This is a small image Scraper project using Django rest Framework.
git clone https://github.com/aninda052/image_scraping.git
cd image_scraping
You can run the project 2 way
virtualenv -p python3 venv
source venv/bin/activate
pip install -r requirements.txt
python manage.py runserver 8000
This project scrape image using background task.
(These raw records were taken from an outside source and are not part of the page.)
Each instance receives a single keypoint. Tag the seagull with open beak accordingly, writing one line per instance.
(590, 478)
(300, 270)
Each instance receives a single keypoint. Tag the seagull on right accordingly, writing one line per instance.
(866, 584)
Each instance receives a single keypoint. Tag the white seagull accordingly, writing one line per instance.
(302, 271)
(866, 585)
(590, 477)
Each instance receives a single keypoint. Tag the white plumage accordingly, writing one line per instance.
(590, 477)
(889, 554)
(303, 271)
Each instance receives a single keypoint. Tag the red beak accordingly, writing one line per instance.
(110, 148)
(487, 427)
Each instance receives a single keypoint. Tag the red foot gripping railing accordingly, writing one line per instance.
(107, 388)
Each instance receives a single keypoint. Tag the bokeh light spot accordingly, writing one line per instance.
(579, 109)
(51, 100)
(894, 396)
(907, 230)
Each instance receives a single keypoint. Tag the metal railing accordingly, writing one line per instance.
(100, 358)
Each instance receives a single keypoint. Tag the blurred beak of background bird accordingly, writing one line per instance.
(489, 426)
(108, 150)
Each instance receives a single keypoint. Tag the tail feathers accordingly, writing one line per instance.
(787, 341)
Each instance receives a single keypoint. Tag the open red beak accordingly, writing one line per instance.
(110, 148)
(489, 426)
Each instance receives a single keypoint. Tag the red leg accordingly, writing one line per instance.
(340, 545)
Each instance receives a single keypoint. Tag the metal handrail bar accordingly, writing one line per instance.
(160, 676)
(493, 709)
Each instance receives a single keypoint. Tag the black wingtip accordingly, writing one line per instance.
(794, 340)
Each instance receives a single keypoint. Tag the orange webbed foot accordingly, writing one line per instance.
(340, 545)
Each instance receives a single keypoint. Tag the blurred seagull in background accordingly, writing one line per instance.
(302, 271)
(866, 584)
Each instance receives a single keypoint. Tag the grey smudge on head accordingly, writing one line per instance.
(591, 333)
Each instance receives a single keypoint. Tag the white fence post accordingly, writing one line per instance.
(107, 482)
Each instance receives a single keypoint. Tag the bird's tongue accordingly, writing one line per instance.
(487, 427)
So after installing
required parameter and running the project using runserver
comment, you also need to start worker instance for background task to work properly.
python manage.py process_tasks
To run the project using docker-compose
; docker
and docker-compose
must be installed on your system.
For installation instructions refer to the Docker docs.
After you install docker
and docker-compose
properly, run -
docker-compose up --build
If everything went well, go to http://127.0.0.1:8000
and paste any url from where you want to scrape images.
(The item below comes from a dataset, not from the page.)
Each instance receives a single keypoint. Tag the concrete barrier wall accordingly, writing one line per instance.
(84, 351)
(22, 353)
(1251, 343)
To get the list of images there is a api -
http://127.0.0.1:8000/api/get-image/
This api only allow GET
method.
You can also filter/search images through this api by passing multiple query params.
image_id
:- Data type : Int
- Expected value : id of any Image
image_size
- Data type : String
- Expected value :
small
,medium
&large
image_source
- Data type : String
- Expected value : original image source of any Image
scraped_url
- Data type : String
- Expected value : the url from where image has been scraped
domain
- Data type : String
- Expected value : domain name from where image has been scraped
- count : total number of image
- next : next page link (
null
if there is no next page) - previous : previous page link (
null
if there is no previous page) - results : list of image objects
Get image with id 5
http://127.0.0.1:8000/api/get-image/?image_id=5
{
"count": 1,
"next": null,
"previous": null,
"results": [
{
"image_id": 5,
"image_source": "https://www.lg.com/lg5-common/images/common/header/logo-experience-happiness.png",
"scraped_url": "https://www.lg.com/us/refrigerators",
"domain": "www.lg.com",
"download_date": "2022-06-04",
"image": "http://127.0.0.1:8081/media/images/www.lg.com/logo-experience-happiness_fkmmKcQ.png",
"image_dimension": "100*30"
}
]
}
Get images with a domain lg
and image size small
http://127.0.0.1:8000/api/get-image/?domain=lg&image_size=small
{
"count": 12,
"next": http://127.0.0.1:8000/api/get-image/?domain=lg&image_size=small&page=2,
"previous": null,
"results": [
{
"image_id": 1,
"image_source": "https://www.lg.com/lg5-common/images/common/header/logo-experience-happiness.png",
"scraped_url": "https://www.lg.com/us/refrigerators",
"domain": "www.lg.com",
"download_date": "2022-06-04",
"image": "http://127.0.0.1:8081/media/images/www.lg.com/logo-experience-happiness_fkmmKcQ.png",
"image_dimension": "100*30"
},
{
"image_id": 2,
"image_source": "https://www.lg.com/us/images/gnb/lg-thinkq-logo-2.png",
"scraped_url": "https://www.lg.com/us/refrigerators",
"domain": "www.lg.com",
"download_date": "2022-06-04",
"image": "http://127.0.0.1:8081/media/home/aninda/image_scraping/media/images/www.lg.com/lg-thinkq-logo-2_dt0PPDo_small.png",
"image_dimension": "256*50"
}
...
]
}